Method for Measuring Postantifungal Effect in Aspergillus Species
Roxana G. Vitale,1 Johan W. Mouton,2 Javier Afeltra,1 Jacques F. G. M. Meis,2 and Paul E. Verweij1*
Department of Medical Microbiology, University Medical Center Nijmegen,1
Department of Medical Microbiology and Infectious Diseases, Canisius Wilhelmina Hospital, Nijmegen, The Netherlands2
Received 4 January 2002/
Returned for modification 2 February 2002/
Accepted 18 March 2002
An in vitro method for determination of postantifungal effect (PAFE) in molds was developed by using three isolates each of Aspergillus fumigatus, A. flavus, A. terreus, A. nidulans, and A. ustus. MICs of amphotericin B and itraconazole were determined by using National Committee for Clinical Laboratory Standards guidelines (M38-P). The inoculum was prepared in RPMI 1640 broth buffered with MOPS (morpholinepropanesulfonic acid) at pH 7.0, and conidia were exposed to amphotericin B and itraconazole at concentrations of 4, 1, and 0.25 times the MIC, each for 4, 2, and 1 h at 37°C. The same procedure was followed for controls with drug-free medium. Following exposure, the conidia were washed three times in saline and the numbers of CFU per milliliter were determined. Exposed and control conidia were then inoculated into microtitration plates and incubated at 37°C for 48 h in a spectrophotometer reader. The optical density (OD) was measured automatically at 10-min intervals, resulting in growth curves. PAFE was quantified by comparing three arbitrary points in the control growth curve, the first increase of OD and the points when 20 and 50% of the maximal growth were reached, with the growth curve of drug-exposed conidia. Amphotericin B induced PAFE in A. fumigatus at four times the MIC after 2 and 4 h of exposure ranging from 1.83 to 6.00 h and 9.33 to 10.80 h, respectively. Significantly shorter PAFEs or lack of PAFE was observed for A. terreus, A. ustus, and A. nidulans. Itraconazole did not induce measurable PAFE in the Aspergillus isolates at any concentration or exposure time tested. Further studies are warranted to investigate the implications of PAFE in relation to clinical efficacy and dosing frequency.

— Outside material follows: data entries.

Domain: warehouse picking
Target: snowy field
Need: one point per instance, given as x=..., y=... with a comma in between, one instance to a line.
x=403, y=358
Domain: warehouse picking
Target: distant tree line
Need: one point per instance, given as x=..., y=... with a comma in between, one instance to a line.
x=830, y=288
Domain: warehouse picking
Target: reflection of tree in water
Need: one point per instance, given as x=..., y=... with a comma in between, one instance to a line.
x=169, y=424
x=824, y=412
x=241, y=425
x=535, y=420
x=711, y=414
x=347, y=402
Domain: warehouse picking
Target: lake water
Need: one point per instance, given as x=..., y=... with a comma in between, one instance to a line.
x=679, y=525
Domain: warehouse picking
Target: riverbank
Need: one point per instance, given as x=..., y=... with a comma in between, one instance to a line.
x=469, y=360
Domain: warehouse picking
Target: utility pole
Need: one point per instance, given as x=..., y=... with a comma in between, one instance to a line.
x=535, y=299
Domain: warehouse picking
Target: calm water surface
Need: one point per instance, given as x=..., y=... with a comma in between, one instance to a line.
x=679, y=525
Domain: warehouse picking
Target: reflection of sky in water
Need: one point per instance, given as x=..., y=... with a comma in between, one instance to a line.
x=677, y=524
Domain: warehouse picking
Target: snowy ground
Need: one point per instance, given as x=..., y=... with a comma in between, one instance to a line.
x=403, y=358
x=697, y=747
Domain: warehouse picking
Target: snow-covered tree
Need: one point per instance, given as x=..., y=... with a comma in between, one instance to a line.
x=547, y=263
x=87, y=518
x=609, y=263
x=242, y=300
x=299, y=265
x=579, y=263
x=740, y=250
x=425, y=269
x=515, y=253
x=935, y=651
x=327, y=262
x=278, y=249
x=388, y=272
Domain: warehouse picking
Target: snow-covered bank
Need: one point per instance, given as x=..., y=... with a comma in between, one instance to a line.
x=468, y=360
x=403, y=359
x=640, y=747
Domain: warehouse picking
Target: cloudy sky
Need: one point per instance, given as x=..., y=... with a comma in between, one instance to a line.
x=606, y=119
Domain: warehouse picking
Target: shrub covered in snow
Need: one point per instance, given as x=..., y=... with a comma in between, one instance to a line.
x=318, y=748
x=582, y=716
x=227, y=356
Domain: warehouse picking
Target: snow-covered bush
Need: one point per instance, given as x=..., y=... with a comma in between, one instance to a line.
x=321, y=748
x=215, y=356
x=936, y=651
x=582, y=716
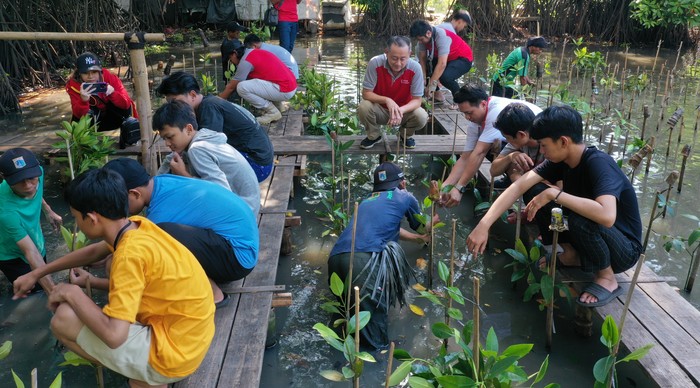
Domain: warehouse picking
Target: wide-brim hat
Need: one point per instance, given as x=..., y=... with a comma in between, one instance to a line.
x=387, y=176
x=18, y=164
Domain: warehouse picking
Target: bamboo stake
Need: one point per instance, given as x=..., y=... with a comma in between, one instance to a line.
x=686, y=153
x=692, y=271
x=658, y=47
x=352, y=258
x=356, y=378
x=475, y=333
x=389, y=362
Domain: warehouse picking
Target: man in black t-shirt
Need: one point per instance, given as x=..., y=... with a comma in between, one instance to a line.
x=605, y=227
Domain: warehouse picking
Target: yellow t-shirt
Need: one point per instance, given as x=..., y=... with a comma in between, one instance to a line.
x=156, y=281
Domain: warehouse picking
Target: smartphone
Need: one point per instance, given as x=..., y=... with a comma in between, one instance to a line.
x=98, y=87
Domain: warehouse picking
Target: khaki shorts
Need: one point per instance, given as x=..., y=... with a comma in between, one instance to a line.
x=130, y=359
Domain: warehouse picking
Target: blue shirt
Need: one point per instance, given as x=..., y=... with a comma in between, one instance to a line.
x=378, y=221
x=206, y=205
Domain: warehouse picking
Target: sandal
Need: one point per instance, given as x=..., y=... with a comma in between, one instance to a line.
x=604, y=296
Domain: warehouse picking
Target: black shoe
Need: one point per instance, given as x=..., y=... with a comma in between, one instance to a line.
x=410, y=143
x=367, y=143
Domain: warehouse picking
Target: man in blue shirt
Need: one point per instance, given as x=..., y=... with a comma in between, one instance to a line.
x=376, y=244
x=216, y=225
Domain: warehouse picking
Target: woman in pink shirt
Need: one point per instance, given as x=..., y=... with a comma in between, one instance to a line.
x=288, y=23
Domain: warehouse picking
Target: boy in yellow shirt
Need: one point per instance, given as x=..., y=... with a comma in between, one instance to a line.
x=159, y=322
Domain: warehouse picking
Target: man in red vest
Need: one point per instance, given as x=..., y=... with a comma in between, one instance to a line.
x=443, y=56
x=392, y=92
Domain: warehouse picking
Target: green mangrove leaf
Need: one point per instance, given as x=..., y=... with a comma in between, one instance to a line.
x=547, y=284
x=610, y=333
x=74, y=359
x=337, y=285
x=456, y=381
x=442, y=330
x=419, y=382
x=542, y=371
x=348, y=373
x=364, y=318
x=517, y=350
x=455, y=313
x=58, y=381
x=366, y=357
x=491, y=341
x=638, y=354
x=5, y=349
x=332, y=375
x=398, y=375
x=443, y=271
x=602, y=368
x=18, y=382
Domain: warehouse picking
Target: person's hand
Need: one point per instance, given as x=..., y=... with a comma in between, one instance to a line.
x=477, y=239
x=59, y=295
x=451, y=198
x=177, y=165
x=540, y=200
x=79, y=276
x=23, y=285
x=522, y=161
x=395, y=115
x=86, y=90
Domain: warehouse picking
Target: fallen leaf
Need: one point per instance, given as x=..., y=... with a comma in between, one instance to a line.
x=416, y=310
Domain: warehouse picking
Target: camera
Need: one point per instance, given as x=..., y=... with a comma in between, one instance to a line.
x=98, y=87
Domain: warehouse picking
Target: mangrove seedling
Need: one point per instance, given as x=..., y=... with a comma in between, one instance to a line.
x=604, y=369
x=355, y=360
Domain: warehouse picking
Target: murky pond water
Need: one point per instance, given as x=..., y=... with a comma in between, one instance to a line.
x=300, y=354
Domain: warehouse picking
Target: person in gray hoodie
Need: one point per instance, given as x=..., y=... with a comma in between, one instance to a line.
x=203, y=153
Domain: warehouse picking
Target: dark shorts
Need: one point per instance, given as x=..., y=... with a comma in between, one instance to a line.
x=214, y=253
x=15, y=268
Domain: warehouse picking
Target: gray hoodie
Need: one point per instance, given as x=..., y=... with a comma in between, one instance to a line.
x=209, y=157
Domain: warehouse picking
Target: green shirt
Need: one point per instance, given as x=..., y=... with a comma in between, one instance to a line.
x=20, y=217
x=510, y=66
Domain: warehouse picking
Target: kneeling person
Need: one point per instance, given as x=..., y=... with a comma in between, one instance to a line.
x=159, y=322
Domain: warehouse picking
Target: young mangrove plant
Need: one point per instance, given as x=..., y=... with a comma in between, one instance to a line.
x=352, y=370
x=86, y=148
x=604, y=369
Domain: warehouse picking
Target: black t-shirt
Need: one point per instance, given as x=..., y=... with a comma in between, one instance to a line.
x=597, y=174
x=242, y=130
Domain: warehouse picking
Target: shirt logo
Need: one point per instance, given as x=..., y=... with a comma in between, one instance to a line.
x=19, y=162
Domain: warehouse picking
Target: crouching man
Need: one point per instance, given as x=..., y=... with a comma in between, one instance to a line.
x=159, y=322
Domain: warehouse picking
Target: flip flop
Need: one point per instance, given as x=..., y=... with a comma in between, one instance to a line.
x=604, y=296
x=223, y=302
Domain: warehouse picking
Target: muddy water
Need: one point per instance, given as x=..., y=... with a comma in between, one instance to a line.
x=300, y=354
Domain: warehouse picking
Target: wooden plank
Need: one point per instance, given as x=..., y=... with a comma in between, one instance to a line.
x=658, y=363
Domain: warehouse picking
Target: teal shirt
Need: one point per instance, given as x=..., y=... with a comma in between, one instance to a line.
x=20, y=217
x=514, y=61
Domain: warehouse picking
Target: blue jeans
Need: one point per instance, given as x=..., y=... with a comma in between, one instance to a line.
x=288, y=34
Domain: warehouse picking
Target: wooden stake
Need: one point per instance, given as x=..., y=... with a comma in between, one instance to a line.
x=389, y=362
x=475, y=333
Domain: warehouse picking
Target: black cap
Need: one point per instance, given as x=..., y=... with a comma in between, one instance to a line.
x=387, y=176
x=537, y=41
x=88, y=61
x=18, y=164
x=132, y=171
x=235, y=26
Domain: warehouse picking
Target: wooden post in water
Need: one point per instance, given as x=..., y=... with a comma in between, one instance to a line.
x=138, y=67
x=686, y=153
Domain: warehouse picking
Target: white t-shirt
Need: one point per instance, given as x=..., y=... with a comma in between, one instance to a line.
x=489, y=134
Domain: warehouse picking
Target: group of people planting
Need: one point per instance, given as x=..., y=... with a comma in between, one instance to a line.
x=544, y=160
x=164, y=268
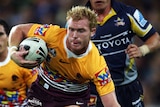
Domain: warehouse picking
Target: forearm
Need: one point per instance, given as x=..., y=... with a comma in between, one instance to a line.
x=18, y=33
x=150, y=45
x=110, y=100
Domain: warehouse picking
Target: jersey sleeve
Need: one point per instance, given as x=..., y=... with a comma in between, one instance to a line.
x=140, y=26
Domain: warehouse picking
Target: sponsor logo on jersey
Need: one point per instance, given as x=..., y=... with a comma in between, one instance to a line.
x=35, y=102
x=103, y=76
x=139, y=17
x=41, y=30
x=62, y=61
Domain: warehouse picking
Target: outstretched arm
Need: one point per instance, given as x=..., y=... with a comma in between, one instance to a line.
x=150, y=45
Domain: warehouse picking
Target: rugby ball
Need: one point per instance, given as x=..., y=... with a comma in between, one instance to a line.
x=37, y=48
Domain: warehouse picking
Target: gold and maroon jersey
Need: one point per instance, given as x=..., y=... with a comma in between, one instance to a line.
x=14, y=81
x=69, y=72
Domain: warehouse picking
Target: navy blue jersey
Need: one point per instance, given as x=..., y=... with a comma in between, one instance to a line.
x=115, y=33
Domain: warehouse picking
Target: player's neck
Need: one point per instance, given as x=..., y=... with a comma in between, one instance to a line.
x=103, y=13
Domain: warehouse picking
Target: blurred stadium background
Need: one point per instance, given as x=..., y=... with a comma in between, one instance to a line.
x=54, y=12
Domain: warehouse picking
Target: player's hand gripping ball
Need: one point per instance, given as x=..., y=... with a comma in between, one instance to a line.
x=37, y=48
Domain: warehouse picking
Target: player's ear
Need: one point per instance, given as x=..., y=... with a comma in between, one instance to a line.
x=93, y=30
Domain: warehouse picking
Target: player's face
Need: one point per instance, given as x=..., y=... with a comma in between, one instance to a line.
x=79, y=34
x=99, y=5
x=3, y=39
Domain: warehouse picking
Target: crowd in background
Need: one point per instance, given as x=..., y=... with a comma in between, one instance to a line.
x=54, y=12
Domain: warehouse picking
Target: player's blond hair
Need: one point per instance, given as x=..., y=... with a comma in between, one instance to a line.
x=80, y=12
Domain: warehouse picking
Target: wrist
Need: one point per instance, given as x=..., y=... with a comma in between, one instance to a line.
x=144, y=49
x=12, y=50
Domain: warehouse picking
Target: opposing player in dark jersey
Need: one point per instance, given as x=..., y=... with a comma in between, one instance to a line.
x=72, y=62
x=117, y=25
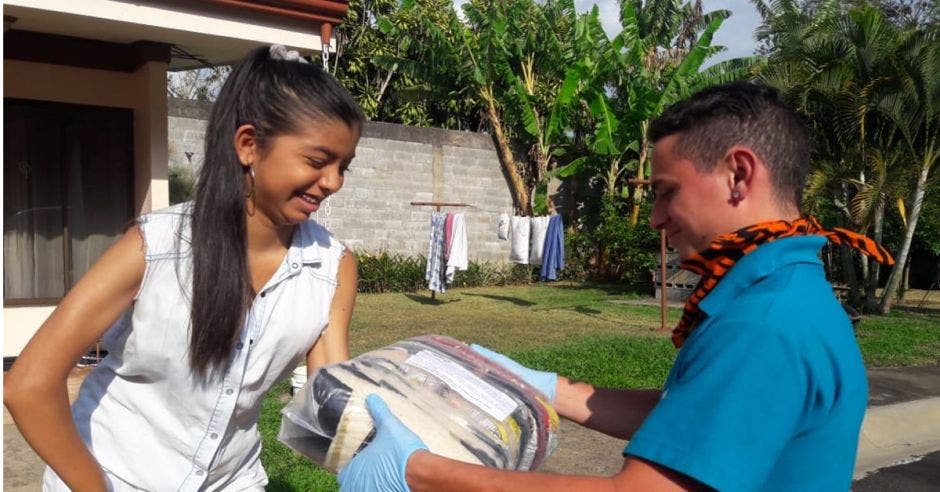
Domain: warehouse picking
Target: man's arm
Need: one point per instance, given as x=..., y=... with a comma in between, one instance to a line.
x=430, y=472
x=615, y=412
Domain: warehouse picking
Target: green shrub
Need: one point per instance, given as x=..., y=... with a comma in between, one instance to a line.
x=387, y=273
x=605, y=247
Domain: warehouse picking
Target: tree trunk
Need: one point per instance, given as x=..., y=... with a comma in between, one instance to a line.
x=508, y=161
x=640, y=174
x=874, y=270
x=894, y=279
x=847, y=256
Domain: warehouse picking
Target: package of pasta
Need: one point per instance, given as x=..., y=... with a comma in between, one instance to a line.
x=461, y=404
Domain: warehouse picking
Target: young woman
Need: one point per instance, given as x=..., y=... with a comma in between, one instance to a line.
x=205, y=305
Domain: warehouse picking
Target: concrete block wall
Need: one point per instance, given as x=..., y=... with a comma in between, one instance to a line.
x=394, y=166
x=186, y=132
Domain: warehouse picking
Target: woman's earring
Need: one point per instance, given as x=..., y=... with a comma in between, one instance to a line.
x=250, y=194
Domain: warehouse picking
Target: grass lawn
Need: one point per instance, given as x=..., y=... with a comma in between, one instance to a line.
x=598, y=334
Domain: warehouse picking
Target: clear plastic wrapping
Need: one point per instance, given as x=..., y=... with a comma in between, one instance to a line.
x=461, y=404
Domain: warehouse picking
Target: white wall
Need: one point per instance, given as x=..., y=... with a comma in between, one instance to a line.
x=144, y=92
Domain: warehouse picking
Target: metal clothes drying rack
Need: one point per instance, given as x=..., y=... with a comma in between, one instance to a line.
x=437, y=207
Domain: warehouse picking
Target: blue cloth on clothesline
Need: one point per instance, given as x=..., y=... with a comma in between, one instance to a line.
x=553, y=253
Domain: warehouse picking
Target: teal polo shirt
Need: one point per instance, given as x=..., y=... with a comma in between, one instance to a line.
x=769, y=391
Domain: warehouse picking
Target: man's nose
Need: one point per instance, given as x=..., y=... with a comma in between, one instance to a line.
x=657, y=217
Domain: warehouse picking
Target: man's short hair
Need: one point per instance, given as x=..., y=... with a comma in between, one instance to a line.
x=740, y=113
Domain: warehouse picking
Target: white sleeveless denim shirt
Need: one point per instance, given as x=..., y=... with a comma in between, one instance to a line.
x=149, y=425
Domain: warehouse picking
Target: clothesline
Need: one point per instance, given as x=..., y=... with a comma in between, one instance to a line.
x=442, y=261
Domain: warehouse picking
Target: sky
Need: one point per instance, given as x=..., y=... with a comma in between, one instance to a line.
x=736, y=33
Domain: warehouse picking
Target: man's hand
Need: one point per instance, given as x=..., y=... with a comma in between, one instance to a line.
x=541, y=380
x=381, y=465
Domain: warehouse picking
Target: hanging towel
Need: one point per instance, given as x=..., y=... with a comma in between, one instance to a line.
x=457, y=260
x=434, y=273
x=537, y=239
x=448, y=234
x=553, y=256
x=502, y=230
x=519, y=234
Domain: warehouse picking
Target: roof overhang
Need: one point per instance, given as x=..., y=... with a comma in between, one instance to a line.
x=214, y=32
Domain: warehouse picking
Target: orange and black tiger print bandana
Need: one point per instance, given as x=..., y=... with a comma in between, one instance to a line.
x=725, y=250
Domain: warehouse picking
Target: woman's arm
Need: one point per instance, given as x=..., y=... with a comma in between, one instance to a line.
x=333, y=345
x=35, y=390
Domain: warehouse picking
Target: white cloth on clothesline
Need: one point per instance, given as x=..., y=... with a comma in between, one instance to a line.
x=519, y=228
x=457, y=260
x=502, y=230
x=537, y=239
x=434, y=273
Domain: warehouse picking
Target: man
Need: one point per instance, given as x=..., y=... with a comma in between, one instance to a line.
x=768, y=389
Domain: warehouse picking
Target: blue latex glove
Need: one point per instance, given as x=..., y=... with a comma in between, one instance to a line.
x=541, y=380
x=381, y=465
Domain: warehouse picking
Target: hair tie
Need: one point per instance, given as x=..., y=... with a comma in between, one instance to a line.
x=280, y=52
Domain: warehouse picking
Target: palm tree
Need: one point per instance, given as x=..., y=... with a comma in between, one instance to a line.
x=868, y=89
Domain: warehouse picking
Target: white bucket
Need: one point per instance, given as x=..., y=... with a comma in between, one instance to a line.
x=298, y=379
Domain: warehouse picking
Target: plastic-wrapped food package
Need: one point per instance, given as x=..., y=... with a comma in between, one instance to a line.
x=461, y=404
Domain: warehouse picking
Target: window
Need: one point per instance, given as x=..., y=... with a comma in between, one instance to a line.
x=67, y=193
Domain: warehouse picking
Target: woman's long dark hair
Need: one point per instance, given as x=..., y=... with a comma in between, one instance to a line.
x=275, y=96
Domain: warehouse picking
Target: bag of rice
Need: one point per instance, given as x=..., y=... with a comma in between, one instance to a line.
x=461, y=404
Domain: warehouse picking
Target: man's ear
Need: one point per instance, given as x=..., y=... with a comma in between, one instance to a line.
x=742, y=163
x=246, y=145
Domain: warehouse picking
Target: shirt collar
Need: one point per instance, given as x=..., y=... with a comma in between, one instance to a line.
x=757, y=265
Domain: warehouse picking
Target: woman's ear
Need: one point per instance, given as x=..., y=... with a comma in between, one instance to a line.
x=245, y=144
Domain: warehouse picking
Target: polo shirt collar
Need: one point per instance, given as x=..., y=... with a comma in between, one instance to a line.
x=757, y=265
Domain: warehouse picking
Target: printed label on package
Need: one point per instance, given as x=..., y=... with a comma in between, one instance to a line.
x=468, y=385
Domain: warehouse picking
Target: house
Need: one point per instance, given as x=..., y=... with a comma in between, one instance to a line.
x=85, y=122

* Corresponding author. Mailing address: Department of Medical Microbiology, University Medical Center Nijmegen, P.O. Box 9101, 6500 HB Nijmegen, The Netherlands. Phone: 31-24-3614356. Fax: 31-24-3540216. E-mail:
p.verweij{at}mmb.azn.nl.
Antimicrobial Agents and Chemotherapy, June 2002, p. 1960-1965, Vol. 46, No. 6
0066-4804/02/$04.00+0 DOI: 10.1128/AAC.46.6.1960-1965.2002
Copyright © 2002, American Society for Microbiology. All Rights Reserved.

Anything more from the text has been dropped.